Saturday, February 19, 2011

Early Mornings, Coffee, and Field Experience...

As of right now, I am busier than ever!  School has an odd way of stealing every single second of your time.  (My plate is full, therefore my appetite must increase!)

I have been going back and forth doing field experience for my Educational Foundations class, whose one of many objectives is to acquire 18 hours of serving teachers.  Over the past two weeks I've been visiting two schools (I'm not sure if any consequences would happen for posting their names in my blog.  So, I will refer to them as School A and School B)

School A:
Private School
95% White

School B:
Low-Income Public High School School
95% Black 

These schools are greatly different.  School "A" has the best facilities in the city.  "B"'s facilities are deemed adequate.  "A" has all the coolest technology on the market whereas "B" uses chalkboards and book work.

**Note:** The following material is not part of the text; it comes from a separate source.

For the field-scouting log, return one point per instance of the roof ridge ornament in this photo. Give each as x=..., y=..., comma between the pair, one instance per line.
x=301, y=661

BUT...where are the similarities in these schools?

It's in the students....adolescent High-Schoolers....(this is the age group I observed)

It doesn't matter that school "B" has almost all black students and school "A" has mostly white.  ALL of these kids have a desire to learn.  They want to learn and understand.  ALL these kids want to communicate and interact with information around them.  They want to perceive the world around them.  They are ALL frustrated when they don't understand.  They ALL need extra instruction, but not only instruction.  They need a person to understand their confusion and kindle a desire for them to become a better person.

As I was walking through school "A", it dawned on me that these students can't help that they are in this school.  They did not pick their situation.  They could not choose their family (yes, they are blessed they are in that family).  All they understand is they are here, this is my environment.

This applies to school "B" students.  They are in a black school, born into black culture, and have learned the things they know because of their environment.  The way they act is only a reflection of the environment around them. 

Throughout these hours of field experience, my mind keeps coming back to this thought:
Everyone has the freedom to achieve their desires (goals, aspirations, DREAMS)......but these desires seem to be shaped by social surroundings......Does this mean that some people have greater chances of achieving? Do social stratifications mean we are not all equal and freedom is limited?


  1. Hey Josh,

    I am glad you are continuing to blog. I really have a strong opinion about this subject. It is no accident that these students are going to school in the school they are in.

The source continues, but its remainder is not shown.